[
https://issues.apache.org/jira/browse/HBASE-6111?page=com.atlassian.jira.plugin.system.issuetabpanels:all-tabpanel
]
Tim Robertson resolved HBASE-6111.
----------------------------------
Resolution: Won't Fix
Closing this, as it is an issue in our environment that we're investigating and
also using a version of code that is rather different to current trunk (e.g.
trunk TableInputFormatBase does a reverseDNS(...) whereas the old one simply
uses what is in the InetSocketAddress host address).
> CLONE - Map tasks not local to RS
> ---------------------------------
>
> Key: HBASE-6111
> URL: https://issues.apache.org/jira/browse/HBASE-6111
> Project: HBase
> Issue Type: Bug
> Components: mapred, master, regionserver
> Affects Versions: 0.20.2, 0.90.4
> Environment: DN, TT and RS running on the same nodes, all using CDH3.
> Ganglia monitoring everything.
> Reporter: Tim Robertson
>
> I have started seeing this issue in our environment. HBASE-1672 was closed
> as non reproducible, so I cloned it here.

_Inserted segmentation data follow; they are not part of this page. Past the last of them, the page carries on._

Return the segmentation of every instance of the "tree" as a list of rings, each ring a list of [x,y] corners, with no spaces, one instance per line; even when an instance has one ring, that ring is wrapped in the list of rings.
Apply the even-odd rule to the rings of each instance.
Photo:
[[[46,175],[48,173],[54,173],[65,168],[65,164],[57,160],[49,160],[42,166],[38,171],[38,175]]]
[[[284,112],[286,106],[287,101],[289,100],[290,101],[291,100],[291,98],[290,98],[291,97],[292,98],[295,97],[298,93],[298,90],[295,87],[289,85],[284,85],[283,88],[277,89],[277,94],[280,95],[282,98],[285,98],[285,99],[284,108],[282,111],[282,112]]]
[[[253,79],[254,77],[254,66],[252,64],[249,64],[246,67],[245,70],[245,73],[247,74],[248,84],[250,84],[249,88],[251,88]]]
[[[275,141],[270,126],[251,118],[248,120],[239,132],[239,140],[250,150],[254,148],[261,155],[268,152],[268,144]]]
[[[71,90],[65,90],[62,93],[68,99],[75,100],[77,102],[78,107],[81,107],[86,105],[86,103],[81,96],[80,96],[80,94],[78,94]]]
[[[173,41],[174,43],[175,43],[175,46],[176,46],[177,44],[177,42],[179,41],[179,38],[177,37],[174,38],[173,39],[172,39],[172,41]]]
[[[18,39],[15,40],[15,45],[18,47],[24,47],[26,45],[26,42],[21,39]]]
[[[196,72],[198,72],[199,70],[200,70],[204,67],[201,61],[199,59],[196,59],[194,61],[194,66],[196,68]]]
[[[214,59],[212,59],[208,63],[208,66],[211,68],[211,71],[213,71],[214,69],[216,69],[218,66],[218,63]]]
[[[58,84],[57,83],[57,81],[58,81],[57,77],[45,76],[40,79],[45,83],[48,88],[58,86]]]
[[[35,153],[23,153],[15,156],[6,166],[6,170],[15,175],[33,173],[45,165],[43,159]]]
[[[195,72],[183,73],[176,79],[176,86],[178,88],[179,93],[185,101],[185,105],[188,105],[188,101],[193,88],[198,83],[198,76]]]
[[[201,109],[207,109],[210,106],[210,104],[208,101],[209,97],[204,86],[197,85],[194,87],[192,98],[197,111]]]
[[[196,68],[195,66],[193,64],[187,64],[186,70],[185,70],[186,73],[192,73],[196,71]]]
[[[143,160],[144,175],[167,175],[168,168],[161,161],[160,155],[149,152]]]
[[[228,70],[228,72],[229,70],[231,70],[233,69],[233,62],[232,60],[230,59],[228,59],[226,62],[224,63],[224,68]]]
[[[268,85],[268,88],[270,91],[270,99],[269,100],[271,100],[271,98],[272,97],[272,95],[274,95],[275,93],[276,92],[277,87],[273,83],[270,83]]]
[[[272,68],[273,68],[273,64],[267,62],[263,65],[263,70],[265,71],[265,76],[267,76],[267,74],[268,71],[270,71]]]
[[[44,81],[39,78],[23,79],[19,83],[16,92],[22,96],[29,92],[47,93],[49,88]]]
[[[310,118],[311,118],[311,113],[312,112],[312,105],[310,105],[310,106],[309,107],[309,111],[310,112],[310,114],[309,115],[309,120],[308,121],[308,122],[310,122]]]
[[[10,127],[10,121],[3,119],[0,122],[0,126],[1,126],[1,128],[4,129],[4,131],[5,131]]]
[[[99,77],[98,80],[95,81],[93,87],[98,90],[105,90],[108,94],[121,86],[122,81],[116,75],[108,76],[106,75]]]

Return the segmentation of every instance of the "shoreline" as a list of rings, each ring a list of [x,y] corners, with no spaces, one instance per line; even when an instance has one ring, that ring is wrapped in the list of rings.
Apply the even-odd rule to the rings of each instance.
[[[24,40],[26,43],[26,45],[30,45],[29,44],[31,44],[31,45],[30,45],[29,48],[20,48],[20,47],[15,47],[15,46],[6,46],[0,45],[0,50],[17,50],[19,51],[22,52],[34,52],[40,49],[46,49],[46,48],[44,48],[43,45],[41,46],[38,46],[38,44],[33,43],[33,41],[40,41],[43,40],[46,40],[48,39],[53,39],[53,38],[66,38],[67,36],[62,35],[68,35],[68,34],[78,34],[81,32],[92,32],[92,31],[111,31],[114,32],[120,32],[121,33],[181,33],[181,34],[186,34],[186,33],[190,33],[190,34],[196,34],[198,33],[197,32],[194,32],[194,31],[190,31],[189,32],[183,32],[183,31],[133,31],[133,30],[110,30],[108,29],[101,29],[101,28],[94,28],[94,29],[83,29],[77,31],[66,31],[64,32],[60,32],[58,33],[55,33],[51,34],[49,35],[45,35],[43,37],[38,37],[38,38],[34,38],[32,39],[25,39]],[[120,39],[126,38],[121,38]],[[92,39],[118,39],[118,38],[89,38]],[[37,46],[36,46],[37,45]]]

> I have a 367M record table, compressed with snappy, and running a vanilla MR
> SCAN with no filters spawns 441 Mappers. The cluster currently has 216 slots
> for mappers, and the first wave all report 100% data-local mappers. As the
> second wave of mappers come up they don't get run locally to the RS and data
> locality drops.
> This kills our environment, as it saturates the network at 120M which is very
> clear on ganglia.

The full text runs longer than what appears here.